The Supreme Court disabused them of this notion in Friends of Mammoth v. Board of Supervisors of Mono County (1972) 8 Cal.3d 247. This case represents the “old west” of CEQA, and is the result of a “showdown” between the old Republican guard represented by Attorney General Evelle Younger and the new face of the Republican party as represented by Governor Ronald Reagan. Reagan’s Office of Planning and Research was proposing to adopt guidelines that would interpret CEQA to apply only to governmental projects, and Younger challenged those proposed guidelines, arguing that CEQA’s intent and broad policy mandated that it be applied all areas under significant governmental control, including private projects requiring government approval or support of some kind. Younger relied heavily on the lengthy policy statements in CEQA touting the importance of protecting the environment and evaluating environmental impacts of governmental action at all levels.
Younger then began looking around for the appropriate case to test his theories in the courts. The Board of Supervisors for Mono County presented just such a case when it approved a condominium project in the Mammoth Lakes area without considering the environmental impacts of the project. A local environmental organization—Friends of Mammoth—sued the County, arguing that the County should have complied with CEQA before approving the project. After having lost in the trial court, Friends of Mammoth took the unusual tack of seeking review directly in the Supreme Court. For reasons that appear to be lost in the mists of time, the Supreme Court accepted review, bypassing the Court of Appeal entirely. In the Supreme Court, counsel for Friends of Mammoth were joined by several friends of the court, including the Attorney General.
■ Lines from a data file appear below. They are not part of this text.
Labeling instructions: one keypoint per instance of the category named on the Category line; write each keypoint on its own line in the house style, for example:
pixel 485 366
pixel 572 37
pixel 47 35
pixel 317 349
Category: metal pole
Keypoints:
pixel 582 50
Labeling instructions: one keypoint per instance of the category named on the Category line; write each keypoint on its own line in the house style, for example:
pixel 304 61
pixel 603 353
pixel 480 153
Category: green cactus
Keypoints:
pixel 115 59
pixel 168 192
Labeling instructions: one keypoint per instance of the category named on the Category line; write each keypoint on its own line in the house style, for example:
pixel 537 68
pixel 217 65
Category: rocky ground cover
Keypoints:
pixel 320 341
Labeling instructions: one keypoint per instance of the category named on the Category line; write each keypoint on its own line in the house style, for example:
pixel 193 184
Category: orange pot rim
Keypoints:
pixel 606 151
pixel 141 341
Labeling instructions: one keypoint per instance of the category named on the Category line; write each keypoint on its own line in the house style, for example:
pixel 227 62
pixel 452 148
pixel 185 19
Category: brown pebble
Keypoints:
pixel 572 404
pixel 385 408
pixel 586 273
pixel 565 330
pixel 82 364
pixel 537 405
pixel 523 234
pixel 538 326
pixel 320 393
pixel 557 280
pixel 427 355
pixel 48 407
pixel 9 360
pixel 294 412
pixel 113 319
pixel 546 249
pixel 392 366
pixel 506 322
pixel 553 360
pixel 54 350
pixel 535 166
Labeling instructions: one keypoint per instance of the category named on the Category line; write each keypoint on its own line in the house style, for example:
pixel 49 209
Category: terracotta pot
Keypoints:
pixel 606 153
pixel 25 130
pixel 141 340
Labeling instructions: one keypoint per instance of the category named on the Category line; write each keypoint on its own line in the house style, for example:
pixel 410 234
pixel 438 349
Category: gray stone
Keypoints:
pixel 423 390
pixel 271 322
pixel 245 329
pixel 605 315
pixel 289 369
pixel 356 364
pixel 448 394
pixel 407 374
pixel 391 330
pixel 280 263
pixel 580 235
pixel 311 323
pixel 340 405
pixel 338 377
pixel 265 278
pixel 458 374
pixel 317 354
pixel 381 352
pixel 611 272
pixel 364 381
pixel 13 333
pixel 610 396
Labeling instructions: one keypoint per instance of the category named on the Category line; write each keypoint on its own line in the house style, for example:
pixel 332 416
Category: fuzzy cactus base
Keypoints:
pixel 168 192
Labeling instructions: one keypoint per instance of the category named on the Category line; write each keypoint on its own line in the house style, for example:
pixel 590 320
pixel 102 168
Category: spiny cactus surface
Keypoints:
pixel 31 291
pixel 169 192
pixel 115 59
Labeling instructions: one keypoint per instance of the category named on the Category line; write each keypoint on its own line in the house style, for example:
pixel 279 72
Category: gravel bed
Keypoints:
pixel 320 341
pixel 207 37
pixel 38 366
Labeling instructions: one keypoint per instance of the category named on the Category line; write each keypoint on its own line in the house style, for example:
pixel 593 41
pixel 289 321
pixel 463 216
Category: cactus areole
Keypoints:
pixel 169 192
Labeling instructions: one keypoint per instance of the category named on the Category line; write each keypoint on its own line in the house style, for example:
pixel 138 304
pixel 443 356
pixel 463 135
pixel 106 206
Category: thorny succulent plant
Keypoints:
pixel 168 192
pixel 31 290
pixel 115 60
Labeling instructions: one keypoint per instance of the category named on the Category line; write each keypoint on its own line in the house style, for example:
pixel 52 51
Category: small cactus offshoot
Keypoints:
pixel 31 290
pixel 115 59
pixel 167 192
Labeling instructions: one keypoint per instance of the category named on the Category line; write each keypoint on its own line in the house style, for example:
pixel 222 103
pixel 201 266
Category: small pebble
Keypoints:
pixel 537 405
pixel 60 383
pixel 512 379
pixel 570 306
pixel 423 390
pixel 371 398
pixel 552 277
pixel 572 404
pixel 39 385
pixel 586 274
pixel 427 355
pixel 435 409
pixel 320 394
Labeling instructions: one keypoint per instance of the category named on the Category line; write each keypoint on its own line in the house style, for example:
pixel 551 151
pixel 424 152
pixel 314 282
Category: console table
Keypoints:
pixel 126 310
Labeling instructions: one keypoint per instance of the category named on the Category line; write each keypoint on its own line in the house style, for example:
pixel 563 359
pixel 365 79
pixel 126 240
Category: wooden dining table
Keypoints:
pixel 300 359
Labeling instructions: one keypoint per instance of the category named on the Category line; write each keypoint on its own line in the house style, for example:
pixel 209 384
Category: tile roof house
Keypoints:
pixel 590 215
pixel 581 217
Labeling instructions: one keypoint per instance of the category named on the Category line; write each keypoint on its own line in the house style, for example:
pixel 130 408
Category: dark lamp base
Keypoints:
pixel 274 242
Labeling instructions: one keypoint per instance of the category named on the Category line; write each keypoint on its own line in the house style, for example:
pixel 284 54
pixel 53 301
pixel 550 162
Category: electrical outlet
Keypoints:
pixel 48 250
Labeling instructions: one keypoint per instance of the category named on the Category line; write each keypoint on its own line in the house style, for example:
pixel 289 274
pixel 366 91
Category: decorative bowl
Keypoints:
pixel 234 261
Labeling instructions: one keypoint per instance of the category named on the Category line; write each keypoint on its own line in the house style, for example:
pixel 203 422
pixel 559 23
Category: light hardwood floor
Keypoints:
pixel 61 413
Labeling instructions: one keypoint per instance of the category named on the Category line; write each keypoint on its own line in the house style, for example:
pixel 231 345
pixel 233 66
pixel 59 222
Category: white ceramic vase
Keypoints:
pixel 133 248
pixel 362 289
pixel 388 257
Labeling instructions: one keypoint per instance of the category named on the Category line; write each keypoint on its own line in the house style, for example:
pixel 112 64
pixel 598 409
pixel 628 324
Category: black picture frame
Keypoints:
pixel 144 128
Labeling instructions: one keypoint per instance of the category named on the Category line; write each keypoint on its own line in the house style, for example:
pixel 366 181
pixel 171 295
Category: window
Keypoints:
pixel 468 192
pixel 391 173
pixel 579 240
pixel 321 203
The parties each tried to convince the Supreme Court that their view of the act was supported by the legislative intent. The legislative history of CEQA is sparse, so the parties resorted to obtaining declarations from individual legislators. Not surprisingly, the Attorney General and the Board of Supervisors presented conflicting declarations from legislators regarding the intent of CEQA—one stating it clearly was intended to apply to private projects, the other stating it clearly was intended to apply only to government projects. In view of this conflict, the Court reiterated its general reticence to rely on statements of individual members of the legislature for expressions of intent of the entire legislative body. (Friends of Mammoth, at p. 258.) Instead, the Court looked for evidence of legislative intent in the broad policy language of the CEQA itself and well as to the regulations being promulgated for the National Environmental Policy Act, since that federal legislation served as the model for CEQA. In those documents, with their sweeping policy declarations about the importance of environmental protection, the Court found sufficient ground to conclude:
In resolving the conflict on intent, as we must, we conclude that the Legislature intended EQA to be interpreted in such manner as to afford the fullest possible protection to the environment within the reasonable scope of the statutory language. We also conclude that to achieve that maximum protection the Legislature necessarily intended to include within the operation of the act, private activities for which a government permit or other entitlement for use is necessary.
(Friends of Mammoth, at p. 259.) We query whether such a conclusion would have been reached just a few years later when the judicial vogue for the strict plain meaning rule came to the fore. But as the California Supreme Court later explained, what’s done is done: “[i]t is, of course, too late to argue for a grudging, miserly reading of CEQA.” (Bozung v. Local Agency Formation Commission (1975) 13 Cal.3d 263, 274.)